While none of that may weigh in the case, there is still a significant question about Mansker's decision to tail Foley for approximately 20 minutes from downtown San Diego to suburban Poway. Mansker told investigators that he called for backup, but no one responded until after the shooting, according to The San Diego Union-Tribune.

According to Franks and five police officers from around the country contacted by Yahoo! Sports, the instruction or policy for off-duty officers who observe a crime is to only get involved in the most dire of situations.
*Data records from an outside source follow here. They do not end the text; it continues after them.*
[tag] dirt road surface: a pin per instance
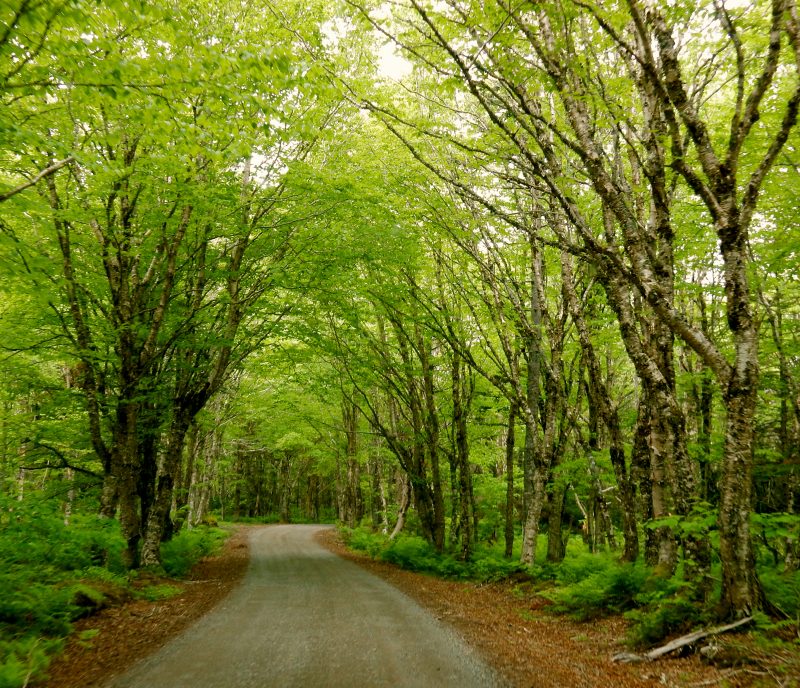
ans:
(304, 617)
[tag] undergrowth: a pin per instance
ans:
(414, 553)
(52, 574)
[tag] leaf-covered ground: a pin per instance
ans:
(108, 642)
(533, 648)
(510, 626)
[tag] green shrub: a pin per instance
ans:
(363, 540)
(25, 659)
(782, 590)
(414, 553)
(608, 591)
(188, 547)
(663, 618)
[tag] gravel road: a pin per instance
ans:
(304, 617)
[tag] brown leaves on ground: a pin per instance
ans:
(508, 625)
(121, 635)
(532, 648)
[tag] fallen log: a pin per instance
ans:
(678, 643)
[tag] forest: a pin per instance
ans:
(499, 287)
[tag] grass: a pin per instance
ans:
(52, 574)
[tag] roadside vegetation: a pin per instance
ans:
(588, 585)
(52, 573)
(514, 282)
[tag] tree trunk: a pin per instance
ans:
(509, 510)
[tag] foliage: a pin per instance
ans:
(414, 553)
(52, 573)
(188, 547)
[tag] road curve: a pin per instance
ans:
(304, 617)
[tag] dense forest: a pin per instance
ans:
(505, 277)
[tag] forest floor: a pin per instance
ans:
(507, 623)
(111, 640)
(510, 626)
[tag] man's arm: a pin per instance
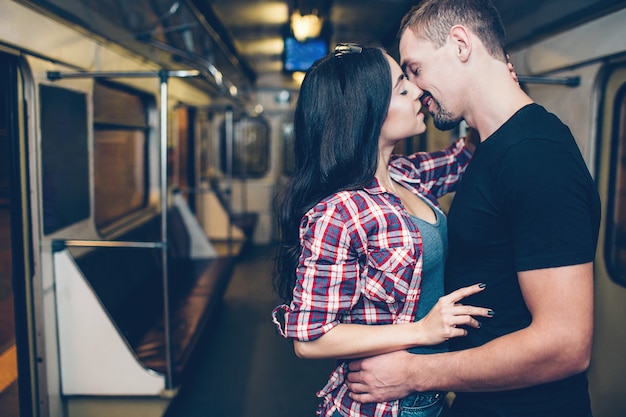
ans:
(557, 344)
(444, 321)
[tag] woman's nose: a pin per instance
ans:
(416, 91)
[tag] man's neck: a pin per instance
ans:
(494, 99)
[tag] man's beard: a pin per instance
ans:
(443, 119)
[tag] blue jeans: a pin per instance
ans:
(422, 404)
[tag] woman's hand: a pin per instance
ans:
(448, 317)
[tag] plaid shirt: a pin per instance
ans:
(361, 262)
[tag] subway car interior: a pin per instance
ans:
(142, 146)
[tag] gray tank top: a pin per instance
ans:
(434, 252)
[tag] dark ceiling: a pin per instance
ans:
(243, 39)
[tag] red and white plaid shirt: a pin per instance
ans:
(361, 262)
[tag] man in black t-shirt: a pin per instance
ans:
(524, 221)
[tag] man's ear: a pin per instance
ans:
(462, 42)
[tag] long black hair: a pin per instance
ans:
(341, 107)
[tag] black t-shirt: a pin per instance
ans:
(526, 201)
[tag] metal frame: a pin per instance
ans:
(163, 76)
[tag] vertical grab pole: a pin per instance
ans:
(230, 143)
(163, 77)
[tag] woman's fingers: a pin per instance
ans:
(458, 295)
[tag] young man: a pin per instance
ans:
(524, 221)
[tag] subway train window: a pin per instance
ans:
(250, 148)
(121, 137)
(616, 224)
(64, 157)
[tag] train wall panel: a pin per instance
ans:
(94, 359)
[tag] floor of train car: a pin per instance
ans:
(246, 369)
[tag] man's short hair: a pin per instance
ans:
(433, 19)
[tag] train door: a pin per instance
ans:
(607, 373)
(16, 394)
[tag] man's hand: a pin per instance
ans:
(381, 378)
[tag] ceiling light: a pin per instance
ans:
(307, 26)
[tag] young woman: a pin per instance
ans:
(363, 236)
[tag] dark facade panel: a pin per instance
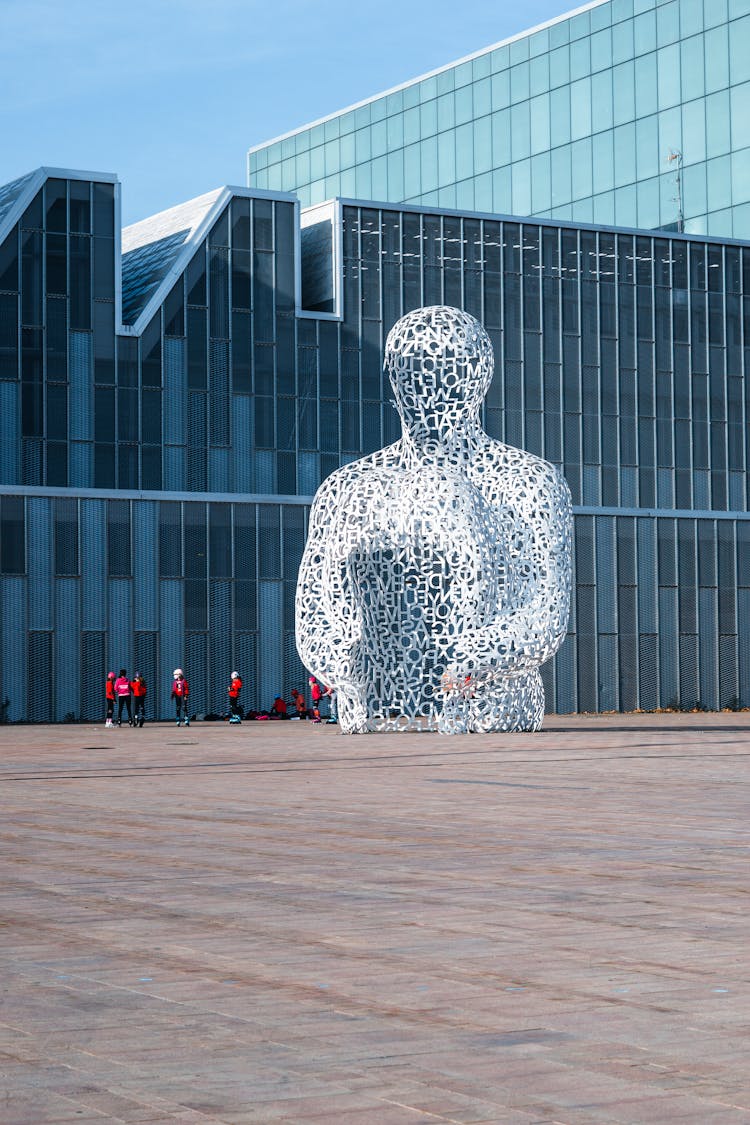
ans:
(619, 358)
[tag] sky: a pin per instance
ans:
(171, 93)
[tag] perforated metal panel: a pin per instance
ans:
(196, 669)
(648, 672)
(269, 597)
(32, 461)
(219, 624)
(93, 676)
(245, 663)
(119, 629)
(9, 394)
(708, 647)
(41, 559)
(729, 687)
(171, 638)
(627, 645)
(146, 663)
(145, 565)
(81, 388)
(608, 675)
(174, 392)
(665, 487)
(587, 669)
(295, 673)
(68, 649)
(689, 687)
(42, 686)
(547, 673)
(218, 352)
(264, 470)
(565, 672)
(218, 469)
(80, 461)
(14, 641)
(174, 471)
(647, 575)
(668, 648)
(308, 474)
(743, 645)
(606, 593)
(242, 442)
(197, 434)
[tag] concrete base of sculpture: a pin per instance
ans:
(436, 574)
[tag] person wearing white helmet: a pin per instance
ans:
(234, 689)
(180, 693)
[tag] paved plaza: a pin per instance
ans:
(272, 923)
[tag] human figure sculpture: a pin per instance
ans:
(436, 574)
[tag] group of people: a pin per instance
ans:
(130, 696)
(318, 693)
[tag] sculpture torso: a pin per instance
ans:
(434, 552)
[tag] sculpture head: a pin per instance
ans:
(440, 365)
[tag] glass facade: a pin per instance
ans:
(155, 476)
(575, 122)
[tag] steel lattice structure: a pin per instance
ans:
(436, 574)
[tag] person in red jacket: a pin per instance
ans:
(316, 693)
(138, 689)
(180, 692)
(279, 709)
(234, 689)
(123, 693)
(298, 700)
(110, 699)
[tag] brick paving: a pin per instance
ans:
(271, 923)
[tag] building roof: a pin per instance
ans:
(153, 246)
(439, 70)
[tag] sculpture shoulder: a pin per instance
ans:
(514, 471)
(359, 477)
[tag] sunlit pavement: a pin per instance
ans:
(272, 923)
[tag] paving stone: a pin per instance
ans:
(276, 924)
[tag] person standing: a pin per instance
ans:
(123, 693)
(234, 689)
(333, 714)
(316, 694)
(180, 693)
(138, 687)
(300, 705)
(110, 700)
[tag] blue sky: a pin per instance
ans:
(171, 93)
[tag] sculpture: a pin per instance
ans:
(436, 574)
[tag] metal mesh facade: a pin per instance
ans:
(574, 120)
(154, 485)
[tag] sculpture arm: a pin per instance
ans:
(532, 624)
(326, 627)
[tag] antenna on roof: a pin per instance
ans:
(675, 155)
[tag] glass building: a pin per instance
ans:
(574, 120)
(169, 406)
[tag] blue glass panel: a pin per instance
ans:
(14, 641)
(38, 516)
(145, 565)
(270, 620)
(66, 676)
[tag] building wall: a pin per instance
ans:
(575, 122)
(154, 488)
"Our general policy for off-duty officers in dealing with a situation is that unless action is needed to insure the safety of everyone involved, off-duty officers should request on-duty personnel," said officer Bill Cassell of the Las Vegas Metropolitan Police Department.

Said another officer who requested anonymity: "Optimally, what you do if you see someone you think is a drunk driver is follow the driver, call for assistance and act as a witness. You do not make the arrest. Not at all."

Mansker's attorney, Norman Watkins, told the Union-Tribune his client was merely doing "his duty."

During the trial of Foley's female companion, Lisa Gaut, in April 2007, Mansker testified he did not show his badge but verbally identified himself as a police officer. However, California law expressly states that citizens do not have to stop unless the officer is in uniform and in a marked police car.

Once at Foley's home, the situation escalated to the point that Gaut tried to run down Mansker, who fired warning shots and then shot Foley in the hip and left knee.

Mansker claims Foley reached to his waist and Mansker believed Foley was pulling a gun. Mansker claims Foley then charged him. The San Diego County District Attorney backed Mansker's claim that the shooting was legitimate when the DA declined to press charges against Mansker in December 2007.

However, Foley's attorneys claim that Foley's wounds show he was shot from behind.

Regardless of the outcome, Foley's life is forever changed.

"Steve's career is over, his life has been irreparably impacted," said attorney Jordan Cohen, who represents Foley. "Look, Steve did something wrong and he deserved to be punished, no one is disputing that. But that doesn't mean he deserved to be shot."